The Gonczol report on the autumn riots fails to address the question of police responsibility and makes no attempt to examine the role of the government. But the Morvai report confines itself to looking at police brutality. Ferenc Koszeg is not impressed. The founding president of the Hungarian Helsinki Committee thinks it is especially dangerous that both the police and the secret services are in the hands of one person: the minister Gyorgy Szilvasi. Fidesz and Orban have only one desire: to bring down the government. Ill omens ahead of the long weekend.
Do the two reports published in February tell us any more about the autumn riots than we knew already?
We know a little bit more. We are no wiser as regards why it happened. But the two reports deliver a good summary of events, although the internal investigation commissioned by the national police chief had already covered much of this ground.
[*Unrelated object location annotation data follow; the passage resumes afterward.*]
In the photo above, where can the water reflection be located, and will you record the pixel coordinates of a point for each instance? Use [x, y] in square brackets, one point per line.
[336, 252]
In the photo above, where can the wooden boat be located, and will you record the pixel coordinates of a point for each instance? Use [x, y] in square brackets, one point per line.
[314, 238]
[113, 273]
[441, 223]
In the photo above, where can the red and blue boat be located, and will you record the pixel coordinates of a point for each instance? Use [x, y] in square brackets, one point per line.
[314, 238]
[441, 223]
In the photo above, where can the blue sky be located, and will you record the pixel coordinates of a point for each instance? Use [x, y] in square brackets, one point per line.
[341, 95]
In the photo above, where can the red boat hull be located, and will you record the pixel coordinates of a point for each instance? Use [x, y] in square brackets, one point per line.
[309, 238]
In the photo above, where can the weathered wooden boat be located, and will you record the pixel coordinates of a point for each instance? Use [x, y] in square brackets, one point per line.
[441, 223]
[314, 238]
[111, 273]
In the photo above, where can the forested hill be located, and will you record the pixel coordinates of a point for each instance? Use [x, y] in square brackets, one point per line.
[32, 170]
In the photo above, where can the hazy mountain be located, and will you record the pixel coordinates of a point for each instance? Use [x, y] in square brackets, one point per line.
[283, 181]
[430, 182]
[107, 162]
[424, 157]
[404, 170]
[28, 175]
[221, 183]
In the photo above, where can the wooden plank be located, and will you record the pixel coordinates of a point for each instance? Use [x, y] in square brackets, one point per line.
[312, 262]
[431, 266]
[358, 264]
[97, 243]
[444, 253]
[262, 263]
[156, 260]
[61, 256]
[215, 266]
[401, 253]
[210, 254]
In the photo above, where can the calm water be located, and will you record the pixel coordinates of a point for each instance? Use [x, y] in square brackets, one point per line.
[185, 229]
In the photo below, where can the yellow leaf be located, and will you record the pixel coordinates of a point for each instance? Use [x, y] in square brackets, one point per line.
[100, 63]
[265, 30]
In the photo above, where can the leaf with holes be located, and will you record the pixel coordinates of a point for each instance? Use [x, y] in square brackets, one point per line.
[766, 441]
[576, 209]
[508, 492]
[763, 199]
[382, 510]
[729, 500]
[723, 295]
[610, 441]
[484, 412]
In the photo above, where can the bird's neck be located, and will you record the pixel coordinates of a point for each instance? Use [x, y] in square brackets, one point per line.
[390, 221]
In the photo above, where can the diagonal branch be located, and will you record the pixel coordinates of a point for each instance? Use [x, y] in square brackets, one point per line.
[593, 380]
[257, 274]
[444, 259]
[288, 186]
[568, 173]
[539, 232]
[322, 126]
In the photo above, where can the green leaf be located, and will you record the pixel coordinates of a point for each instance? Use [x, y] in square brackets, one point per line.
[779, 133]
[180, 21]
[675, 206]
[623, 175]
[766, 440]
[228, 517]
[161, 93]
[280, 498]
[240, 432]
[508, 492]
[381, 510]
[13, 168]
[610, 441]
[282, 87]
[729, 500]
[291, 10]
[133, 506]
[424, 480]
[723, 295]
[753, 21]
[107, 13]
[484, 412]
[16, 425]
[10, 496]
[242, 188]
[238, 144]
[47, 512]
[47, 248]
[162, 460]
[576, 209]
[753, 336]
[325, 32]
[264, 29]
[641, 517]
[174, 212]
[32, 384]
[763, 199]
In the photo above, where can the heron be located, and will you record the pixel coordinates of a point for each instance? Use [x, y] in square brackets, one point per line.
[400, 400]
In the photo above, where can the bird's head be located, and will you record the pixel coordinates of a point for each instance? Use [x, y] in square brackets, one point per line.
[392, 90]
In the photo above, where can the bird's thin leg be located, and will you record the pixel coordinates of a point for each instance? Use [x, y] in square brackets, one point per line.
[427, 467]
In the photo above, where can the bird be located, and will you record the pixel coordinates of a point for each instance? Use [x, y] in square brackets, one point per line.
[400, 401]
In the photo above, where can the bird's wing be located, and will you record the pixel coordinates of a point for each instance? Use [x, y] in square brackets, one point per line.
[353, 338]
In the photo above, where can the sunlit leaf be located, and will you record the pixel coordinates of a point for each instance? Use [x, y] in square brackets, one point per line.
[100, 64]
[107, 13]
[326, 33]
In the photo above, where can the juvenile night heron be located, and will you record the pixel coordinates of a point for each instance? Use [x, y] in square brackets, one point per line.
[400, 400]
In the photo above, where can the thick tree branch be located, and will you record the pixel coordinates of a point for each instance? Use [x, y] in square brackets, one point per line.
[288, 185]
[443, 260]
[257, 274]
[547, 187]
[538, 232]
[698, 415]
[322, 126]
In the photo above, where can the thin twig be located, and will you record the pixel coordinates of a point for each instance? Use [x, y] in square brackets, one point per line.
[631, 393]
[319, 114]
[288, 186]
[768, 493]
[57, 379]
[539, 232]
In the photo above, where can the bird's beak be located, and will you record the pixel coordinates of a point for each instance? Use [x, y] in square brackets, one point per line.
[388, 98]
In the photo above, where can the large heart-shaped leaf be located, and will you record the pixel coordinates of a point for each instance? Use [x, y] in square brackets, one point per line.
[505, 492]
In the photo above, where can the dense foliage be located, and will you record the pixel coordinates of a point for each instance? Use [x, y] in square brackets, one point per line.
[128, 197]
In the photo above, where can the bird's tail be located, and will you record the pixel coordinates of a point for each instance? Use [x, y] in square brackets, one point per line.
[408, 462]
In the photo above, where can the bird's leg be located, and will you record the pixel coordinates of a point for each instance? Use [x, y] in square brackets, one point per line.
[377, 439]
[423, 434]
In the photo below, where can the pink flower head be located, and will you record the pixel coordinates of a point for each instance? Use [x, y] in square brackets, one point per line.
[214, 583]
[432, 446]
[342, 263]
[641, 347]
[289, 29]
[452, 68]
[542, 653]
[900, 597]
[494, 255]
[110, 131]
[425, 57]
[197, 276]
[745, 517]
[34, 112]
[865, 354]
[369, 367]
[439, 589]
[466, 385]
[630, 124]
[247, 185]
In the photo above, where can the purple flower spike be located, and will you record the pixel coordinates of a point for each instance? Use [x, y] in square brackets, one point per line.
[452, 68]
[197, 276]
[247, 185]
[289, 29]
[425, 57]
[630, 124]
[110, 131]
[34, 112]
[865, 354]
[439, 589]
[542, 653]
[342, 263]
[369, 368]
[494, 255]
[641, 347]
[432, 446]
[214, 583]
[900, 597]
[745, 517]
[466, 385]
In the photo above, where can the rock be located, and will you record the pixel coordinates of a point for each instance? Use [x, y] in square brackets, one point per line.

The convention is to accuse the other side of bias, dismissing the opposing point of view. Are the two reports worthless?
© Dudás Szabolcs |
The police are a governmental body in every country, but in this country it seems that politicians are unsure of this. The Right blames the government for exercising an unhealthy influence over the police, while the Socialists deny this furiously. What is the situation in practice?
There are two contradictory elements in the Morvai report. On the one hand they criticise the government for showing no leadership, on the other, they claim Ferenc Gyurcsany gave the police direct orders. Under normal circumstance, the government bears political responsibility for the activities of the police, and they therefore have the right to direct police actions. At the same time, the government may not get involved in individual cases. It is clear, however, that the rules are opaque. It should not be up to the police chiefs to interpret them. Important decisions have to be taken by the people who bear political responsibility.
Should individual manoeuvres be decided on by ministers or the prime minister?
Of course not. They should not get involved in technical issues. But they could have ordered the police to use all possible means to protect the TV headquarters, and if they failed, the police should have been forced to explain what went wrong.
Some on the right believe even the TV siege was a government provocation.
The police made many mistakes on the night of 18 September. For example, when they took back the TV headquarters, they did not ask anybody to identify themselves. This is so ridiculous that they have given ammunition to the people who are convinced the siege was a provocation. I don't think this is the case, but police failing have made the claim seem more plausible.
The government is examining Gonczol's report at this moment. What did you like about her committee's report, and what did you disagree with?
I liked the objective way in which she examined the police actions. It looks like the internal examination was her main source. But Gonczol also relies on information for the least biased of sources, like the Hungarian Civil Liberties Union and the Hungarian Helsinki Committee. It expresses opinions on the performance of the police and the right to free assembly. But I think it was inappropriate to examine the riots in the context of Hungarian history. The past certainly played a role in creating today's political tensions, but the defeat at Mohacs doesn't explain everything - because otherwise everything you write turns into a polemical newspaper column. I'm also concerned that the report only addresses the serious injuries the police action caused in passing. The loss of an eye or a concussion cannot be dismissed by saying the police acted correctly by dispersing the crowd.